S 4.295 Secure configuration of WLAN clients

Initiation responsibility: IT Security Officer, Head of IT

Implementation responsibility: User, Administrator

In order to enable secure operation of a WLAN, all clients connected to the network must be configured securely. Suitable security recommendations for clients are described in the modules in layer 3 IT systems. In addition, the following WLAN-specific security safeguards should be taken:

• The default settings for SSIDs, cryptographic keys, and passwords must be changed directly after initial operation. Passwords should be selected in such a way that they are difficult to guess.
• The ad-hoc mode should be disabled so that clients can only communicate using an access point and not directly with each other.
• Data requiring protection on mobile terminal devices should be encrypted. There are numerous hardware- and software-based products for this purpose which allow encryption of individual files, certain areas, or the entire hard disk so that only those persons possessing proper access authorisation are able to decrypt the data.
• The WLAN interfaces of clients should be disabled as a matter of principle as long as they are not actually in use. In particular, they should always be disabled when the clients are logged in to a cable-bound LAN. Access from a client to the internal LAN using the usual internal connections should only be possible when there is no other activity on the WLAN. Otherwise, this provides an attacker with a chance to access any existing (and authenticated) connections in the internal network using the WLAN interface.
  -When establishing VPN connections, various security precautions should be taken on the client. For example, it should be impossible to use another communication interface parallel to a VPN connection so that the security of the VPN connection, which the user assumes to be secure, is not undermined using insecure channels. In addition, it is recommended not only to require a certain minimum set of security safeguards to be implemented on the clients, but to test them as well before granting access using the VPN. For this, it is recommended to use tools checking whether the security policies are being followed on the clients before the server permits any further communication.
• It must be checked regularly if all security-relevant updates and patches have been installed. It may be difficult to install a large software update on the WLAN clients using the WLAN, since the available bandwidth in the WLAN is much lower than that available in a cable-based LAN. The installation of updates will not only take much longer, but may also slow down the WLAN to an extent that the users notice it, because a WLAN is a shared medium. If possible, a client should therefore be connected to a cable-based LAN when installing large software updates. In addition, the transmission of software updates using the wireless interface can be assigned a lower priority provided that the resulting longer installation times are feasible. This way, the other WLAN applications will not be significantly hindered any more by the software update.

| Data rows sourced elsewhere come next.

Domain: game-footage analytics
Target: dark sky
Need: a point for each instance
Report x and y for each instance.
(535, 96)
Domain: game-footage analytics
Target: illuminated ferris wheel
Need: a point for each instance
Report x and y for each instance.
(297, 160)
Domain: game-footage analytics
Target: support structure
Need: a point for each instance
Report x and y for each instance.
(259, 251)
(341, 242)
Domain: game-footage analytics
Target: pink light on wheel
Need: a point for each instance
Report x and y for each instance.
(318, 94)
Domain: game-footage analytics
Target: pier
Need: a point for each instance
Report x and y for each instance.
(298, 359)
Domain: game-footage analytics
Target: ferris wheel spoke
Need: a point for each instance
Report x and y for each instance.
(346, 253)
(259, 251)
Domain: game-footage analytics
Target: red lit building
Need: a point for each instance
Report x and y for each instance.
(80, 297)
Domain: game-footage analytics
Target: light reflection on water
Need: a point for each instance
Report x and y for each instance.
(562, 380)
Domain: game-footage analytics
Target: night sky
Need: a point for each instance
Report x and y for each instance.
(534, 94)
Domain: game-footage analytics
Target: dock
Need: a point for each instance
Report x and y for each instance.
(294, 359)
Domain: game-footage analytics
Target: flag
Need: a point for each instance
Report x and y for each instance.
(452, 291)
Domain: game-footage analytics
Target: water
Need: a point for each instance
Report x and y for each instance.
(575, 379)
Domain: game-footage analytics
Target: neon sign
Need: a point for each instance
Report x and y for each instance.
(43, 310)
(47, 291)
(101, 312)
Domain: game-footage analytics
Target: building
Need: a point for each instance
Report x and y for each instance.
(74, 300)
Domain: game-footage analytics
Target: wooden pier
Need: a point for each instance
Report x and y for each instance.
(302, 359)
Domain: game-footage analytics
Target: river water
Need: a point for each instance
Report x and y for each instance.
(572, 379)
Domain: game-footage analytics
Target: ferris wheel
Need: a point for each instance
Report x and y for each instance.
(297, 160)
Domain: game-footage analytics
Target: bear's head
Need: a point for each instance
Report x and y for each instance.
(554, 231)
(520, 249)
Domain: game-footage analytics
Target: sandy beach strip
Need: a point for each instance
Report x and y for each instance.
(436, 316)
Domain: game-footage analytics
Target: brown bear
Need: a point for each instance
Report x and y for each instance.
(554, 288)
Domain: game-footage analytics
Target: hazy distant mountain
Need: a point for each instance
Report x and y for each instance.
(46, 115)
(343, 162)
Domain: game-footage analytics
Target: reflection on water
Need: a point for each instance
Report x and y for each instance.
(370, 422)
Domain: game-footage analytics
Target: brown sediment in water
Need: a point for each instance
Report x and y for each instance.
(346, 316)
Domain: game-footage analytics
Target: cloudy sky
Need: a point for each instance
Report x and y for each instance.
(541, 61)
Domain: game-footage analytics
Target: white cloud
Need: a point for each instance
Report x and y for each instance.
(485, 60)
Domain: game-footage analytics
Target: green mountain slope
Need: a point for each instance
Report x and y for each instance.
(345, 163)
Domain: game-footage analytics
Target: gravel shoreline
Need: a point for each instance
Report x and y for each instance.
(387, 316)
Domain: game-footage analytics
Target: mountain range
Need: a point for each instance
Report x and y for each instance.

It should be checked regularly that security-relevant settings have not been changed.

There must be clear rules specifying whether and, if so, under which general conditions WLAN clients are permitted to log in to external networks (see S 4.251 Working with external IT systems), especially when the clients have access to the production environment or are used to store confidential information.

WLAN clients should never be operated in insecure environments such as public hotspots or WLANs only secured using WEPs. WLAN clients processing data with high protection requirements may only be used in WLANs operated under the complete control of the organisation and may only be operated when securely configured. Their use in other WLANs must be prohibited.

All users of WLAN components should be informed of the potential risks and problems involved in their use as well as of their advantages, but also of the limits of the security safeguards implemented. All users must be familiar with the security policy for WLAN usage (see S 2.382 Drawing up a security policy for the use of WLAN). Access to an internal WLAN should only be granted to persons who agreed in writing to the terms and conditions of use contained in the WLAN security policy beforehand.

Review questions:

• Has the ad-hoc mode been switched off generally on the WLAN clients?
• Are data requiring protection encrypted on mobile end devices?
• Are the WLAN interfaces only activated when they are actually needed?
• Has it been ensured that no other communication interfaces may be used in parallel when a VPN connection has been established?
• Are the WLAN clients provided with all security-relevant updates and patches at regular intervals?
• Is it checked regularly that all security-relevant settings have not been modified on the WLAN clients?
• Is there a provision governing the connection of WLAN clients to third party access points and networks?
• In the event of high protection requirements regarding confidentiality: Is there a rule regarding the exclusive connection of WLAN clients to access points and networks controlled completely by the organisation?